CONCLUSION: This is the first report for molecular detection of E. bovis from wild water buffaloes in Nepal. Future work should focus on the prevalence of such infections in water buffaloes in forest environments.

INTRODUCTION

Gastrointestinal (GI) parasitic infection is a major problem in livestock and wildlife management, including wild water buffaloes (Bista et al., 2018). GI parasites may induce mild to severe pathological consequences, such as diarrhoea, loss of appetite, weight loss, haemorrhagic colitis, anaemia and infertility, thus contributing to higher morbidity and mortality in the animals (Houszka, 2001; Otranto, 2011). The protozoan Entamoeba spp. are critical zoonotic parasites that infect both animals and humans (Feng et al., 2018; Tachibana et al., 2013, 2007; Win et al., 2020), and are transmitted among hosts through the ingestion of cysts in contaminated food, water or faeces (Matsubayashi et al., 2018). Major pathological illnesses caused by Entamoeba spp. infection are diarrhoea and dysentery, as well as damage to the liver, brain and other organs of the host (Ngui et al., 2012). Several Entamoeba spp. are found in mammals, but the pathogenesis is caused mainly by Entamoeba histolytica. It has been reported that nearly 100,000 people die of amoebiasis worldwide every year (Stensvold et al., 2010). Globally, it is the second most important protozoan parasite that causes fatality after malaria (Delialioglu et al., 2008). Entamoeba bovis and similar species inhabit the rumen of ruminant mammals and are morphologically identical to E. histolytica (Stensvold et al., 2010). E. bovis has been reported from different hosts, including cattle, goat, sheep, deer, reindeer, gnu and bay duiker (Jacob et al., 2016; Matsubayashi et al., 2018; Ren et al., 2021; Stensvold et al., 2011). To date, nine countries (Australia, China, Costa Rica, Iceland, Japan, Libya, Sweden, Uganda and United Kingdom) reported cases of E. bovis (Al‐Habsi et al., 2017; Matsubayashi et al., 2018; Ren et al., 2021).
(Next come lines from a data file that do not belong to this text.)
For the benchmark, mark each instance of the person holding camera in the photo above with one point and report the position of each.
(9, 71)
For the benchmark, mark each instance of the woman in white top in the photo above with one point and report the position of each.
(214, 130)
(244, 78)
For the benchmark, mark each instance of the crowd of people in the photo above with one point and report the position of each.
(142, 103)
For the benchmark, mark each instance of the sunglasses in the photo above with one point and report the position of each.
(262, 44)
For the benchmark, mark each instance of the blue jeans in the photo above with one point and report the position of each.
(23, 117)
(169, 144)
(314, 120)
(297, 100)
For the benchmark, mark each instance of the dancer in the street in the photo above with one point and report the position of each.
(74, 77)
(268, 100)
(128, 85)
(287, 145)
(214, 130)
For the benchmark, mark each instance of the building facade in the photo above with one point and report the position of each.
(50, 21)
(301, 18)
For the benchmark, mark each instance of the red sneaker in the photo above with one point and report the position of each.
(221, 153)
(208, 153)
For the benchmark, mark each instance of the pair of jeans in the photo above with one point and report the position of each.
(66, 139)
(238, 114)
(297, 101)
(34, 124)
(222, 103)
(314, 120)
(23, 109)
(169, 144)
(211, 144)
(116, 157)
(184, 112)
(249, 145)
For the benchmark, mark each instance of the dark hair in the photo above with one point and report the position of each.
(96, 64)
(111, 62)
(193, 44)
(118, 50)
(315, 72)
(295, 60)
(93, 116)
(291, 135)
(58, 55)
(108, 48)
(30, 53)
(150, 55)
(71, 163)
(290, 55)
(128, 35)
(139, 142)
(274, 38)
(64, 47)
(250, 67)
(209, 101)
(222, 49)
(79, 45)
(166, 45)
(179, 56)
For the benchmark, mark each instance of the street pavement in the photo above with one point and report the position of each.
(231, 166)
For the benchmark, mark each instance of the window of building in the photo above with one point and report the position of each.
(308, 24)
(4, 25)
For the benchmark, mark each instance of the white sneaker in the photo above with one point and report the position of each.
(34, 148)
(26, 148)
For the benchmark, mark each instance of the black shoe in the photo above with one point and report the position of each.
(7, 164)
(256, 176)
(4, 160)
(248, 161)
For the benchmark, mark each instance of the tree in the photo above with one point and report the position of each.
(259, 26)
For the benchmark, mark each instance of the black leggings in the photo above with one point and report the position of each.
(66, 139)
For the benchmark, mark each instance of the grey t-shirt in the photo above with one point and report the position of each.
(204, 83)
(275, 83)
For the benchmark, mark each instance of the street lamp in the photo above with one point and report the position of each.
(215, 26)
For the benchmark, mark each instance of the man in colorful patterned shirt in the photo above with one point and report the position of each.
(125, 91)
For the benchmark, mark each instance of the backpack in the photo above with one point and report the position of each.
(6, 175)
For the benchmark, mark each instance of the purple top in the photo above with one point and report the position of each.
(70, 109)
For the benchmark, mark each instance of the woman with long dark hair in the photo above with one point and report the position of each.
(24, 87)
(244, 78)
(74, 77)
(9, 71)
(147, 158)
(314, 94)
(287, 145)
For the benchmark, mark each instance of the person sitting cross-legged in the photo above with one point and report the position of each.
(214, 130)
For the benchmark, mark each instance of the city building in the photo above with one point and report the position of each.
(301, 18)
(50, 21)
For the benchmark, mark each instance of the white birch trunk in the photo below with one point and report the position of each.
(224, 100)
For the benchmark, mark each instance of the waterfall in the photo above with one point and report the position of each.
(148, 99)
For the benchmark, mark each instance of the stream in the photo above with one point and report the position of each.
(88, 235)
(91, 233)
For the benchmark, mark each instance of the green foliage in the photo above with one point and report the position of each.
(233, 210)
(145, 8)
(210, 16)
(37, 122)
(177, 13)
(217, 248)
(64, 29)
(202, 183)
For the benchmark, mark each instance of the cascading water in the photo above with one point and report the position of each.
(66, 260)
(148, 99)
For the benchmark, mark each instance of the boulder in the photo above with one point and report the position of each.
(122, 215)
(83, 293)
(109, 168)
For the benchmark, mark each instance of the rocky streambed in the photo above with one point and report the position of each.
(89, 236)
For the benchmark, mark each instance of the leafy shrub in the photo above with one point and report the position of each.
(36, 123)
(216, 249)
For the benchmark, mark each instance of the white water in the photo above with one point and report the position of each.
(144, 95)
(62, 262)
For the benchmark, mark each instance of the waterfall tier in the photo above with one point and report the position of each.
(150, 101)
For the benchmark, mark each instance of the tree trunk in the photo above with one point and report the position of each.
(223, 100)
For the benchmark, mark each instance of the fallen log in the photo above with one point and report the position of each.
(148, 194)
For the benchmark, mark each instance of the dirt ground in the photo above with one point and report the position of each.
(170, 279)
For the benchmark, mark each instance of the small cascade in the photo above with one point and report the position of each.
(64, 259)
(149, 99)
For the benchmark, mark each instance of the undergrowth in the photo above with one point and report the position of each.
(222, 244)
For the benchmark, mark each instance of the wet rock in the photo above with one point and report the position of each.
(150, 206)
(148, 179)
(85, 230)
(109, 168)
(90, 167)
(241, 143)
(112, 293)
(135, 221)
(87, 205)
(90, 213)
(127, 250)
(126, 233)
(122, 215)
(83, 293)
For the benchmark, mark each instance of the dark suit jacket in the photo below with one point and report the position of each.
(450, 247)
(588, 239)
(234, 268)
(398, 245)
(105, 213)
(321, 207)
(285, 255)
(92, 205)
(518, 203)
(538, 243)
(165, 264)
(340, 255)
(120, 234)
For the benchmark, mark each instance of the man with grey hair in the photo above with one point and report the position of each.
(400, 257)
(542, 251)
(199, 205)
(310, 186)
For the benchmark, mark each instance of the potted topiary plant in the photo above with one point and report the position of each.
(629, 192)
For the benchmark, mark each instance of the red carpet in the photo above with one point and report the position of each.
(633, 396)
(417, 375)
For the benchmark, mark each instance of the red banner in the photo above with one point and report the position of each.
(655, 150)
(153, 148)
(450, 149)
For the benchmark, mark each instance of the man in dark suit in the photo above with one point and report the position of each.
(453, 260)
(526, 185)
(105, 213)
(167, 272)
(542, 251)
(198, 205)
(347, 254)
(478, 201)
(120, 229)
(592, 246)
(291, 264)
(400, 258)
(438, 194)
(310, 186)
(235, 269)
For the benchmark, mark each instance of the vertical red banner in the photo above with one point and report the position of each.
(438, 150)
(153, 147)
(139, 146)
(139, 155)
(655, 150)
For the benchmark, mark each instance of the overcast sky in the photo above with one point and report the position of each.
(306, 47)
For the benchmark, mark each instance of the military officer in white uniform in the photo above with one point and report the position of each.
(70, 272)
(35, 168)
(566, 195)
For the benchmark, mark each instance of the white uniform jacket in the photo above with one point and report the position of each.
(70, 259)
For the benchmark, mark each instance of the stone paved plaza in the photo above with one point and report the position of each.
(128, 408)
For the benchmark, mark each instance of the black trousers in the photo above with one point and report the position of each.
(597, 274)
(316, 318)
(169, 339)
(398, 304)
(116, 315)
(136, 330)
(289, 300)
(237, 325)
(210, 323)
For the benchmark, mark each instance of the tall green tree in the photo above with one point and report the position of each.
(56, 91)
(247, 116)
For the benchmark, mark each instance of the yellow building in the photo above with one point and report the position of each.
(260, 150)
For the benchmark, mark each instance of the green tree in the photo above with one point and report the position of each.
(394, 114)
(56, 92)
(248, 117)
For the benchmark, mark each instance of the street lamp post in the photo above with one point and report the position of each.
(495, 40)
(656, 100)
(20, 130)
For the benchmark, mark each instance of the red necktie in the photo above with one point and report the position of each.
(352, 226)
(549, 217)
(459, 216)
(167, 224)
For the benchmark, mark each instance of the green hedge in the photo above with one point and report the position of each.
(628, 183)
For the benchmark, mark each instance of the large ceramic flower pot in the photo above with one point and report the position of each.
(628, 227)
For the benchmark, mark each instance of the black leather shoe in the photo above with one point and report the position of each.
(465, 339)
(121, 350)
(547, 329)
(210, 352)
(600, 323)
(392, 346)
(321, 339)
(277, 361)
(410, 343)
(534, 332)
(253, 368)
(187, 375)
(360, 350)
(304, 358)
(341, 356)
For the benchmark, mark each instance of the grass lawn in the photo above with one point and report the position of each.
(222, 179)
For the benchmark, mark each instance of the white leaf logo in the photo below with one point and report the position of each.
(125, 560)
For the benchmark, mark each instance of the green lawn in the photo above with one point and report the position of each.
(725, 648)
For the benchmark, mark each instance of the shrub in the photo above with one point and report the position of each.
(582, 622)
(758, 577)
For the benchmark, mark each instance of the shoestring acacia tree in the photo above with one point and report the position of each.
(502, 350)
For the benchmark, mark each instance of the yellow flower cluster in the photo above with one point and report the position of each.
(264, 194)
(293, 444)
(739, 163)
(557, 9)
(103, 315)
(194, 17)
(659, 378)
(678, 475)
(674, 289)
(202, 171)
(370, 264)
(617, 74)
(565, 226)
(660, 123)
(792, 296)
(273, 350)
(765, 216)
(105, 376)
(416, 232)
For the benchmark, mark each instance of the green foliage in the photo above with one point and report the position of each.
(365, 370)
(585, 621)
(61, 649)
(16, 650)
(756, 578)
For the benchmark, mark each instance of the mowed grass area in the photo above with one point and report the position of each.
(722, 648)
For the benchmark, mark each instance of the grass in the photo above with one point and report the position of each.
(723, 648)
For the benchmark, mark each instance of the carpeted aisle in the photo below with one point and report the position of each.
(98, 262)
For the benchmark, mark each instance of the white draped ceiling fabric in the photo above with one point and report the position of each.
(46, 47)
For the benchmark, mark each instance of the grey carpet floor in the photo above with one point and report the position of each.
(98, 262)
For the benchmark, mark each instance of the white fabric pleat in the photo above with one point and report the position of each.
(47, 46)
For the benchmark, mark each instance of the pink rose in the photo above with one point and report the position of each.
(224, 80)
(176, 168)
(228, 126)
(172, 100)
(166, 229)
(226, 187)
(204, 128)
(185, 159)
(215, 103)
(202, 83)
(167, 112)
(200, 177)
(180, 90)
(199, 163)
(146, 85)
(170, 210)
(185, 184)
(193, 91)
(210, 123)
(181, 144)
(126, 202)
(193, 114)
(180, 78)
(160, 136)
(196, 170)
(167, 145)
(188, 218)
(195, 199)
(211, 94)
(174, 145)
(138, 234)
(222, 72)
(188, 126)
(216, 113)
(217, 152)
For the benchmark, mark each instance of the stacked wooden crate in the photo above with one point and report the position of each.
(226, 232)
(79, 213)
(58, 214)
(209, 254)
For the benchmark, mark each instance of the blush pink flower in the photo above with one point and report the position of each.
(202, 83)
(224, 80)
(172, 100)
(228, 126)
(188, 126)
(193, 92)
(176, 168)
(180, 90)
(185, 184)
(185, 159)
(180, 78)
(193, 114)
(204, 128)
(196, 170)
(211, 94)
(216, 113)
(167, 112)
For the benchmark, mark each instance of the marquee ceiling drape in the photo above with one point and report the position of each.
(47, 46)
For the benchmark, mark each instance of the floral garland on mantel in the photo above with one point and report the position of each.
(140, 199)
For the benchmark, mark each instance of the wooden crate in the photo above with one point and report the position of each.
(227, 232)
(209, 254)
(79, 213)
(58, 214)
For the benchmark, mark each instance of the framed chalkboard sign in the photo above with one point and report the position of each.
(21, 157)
Traditionally, light microscopy and morphological identification are used to diagnose parasites within faecal samples, including Entamoeba spp. (Shrestha et al., 2018). However, such microscopic diagnostics are less effective because of a lack of sensitivity and specificity (Win et al., 2020). It is difficult and challenging for positive identification because of similar morphological characters among Entamoeba spp. and a lack of adequate knowledge on their host‐specificity (Stensvold et al., 2011) In this regard, PCR‐based diagnosis with high sensitivity and specificity is effective in detecting and identifying GI parasites, but this technique is rarely used in Nepal (Singh et al., 2009).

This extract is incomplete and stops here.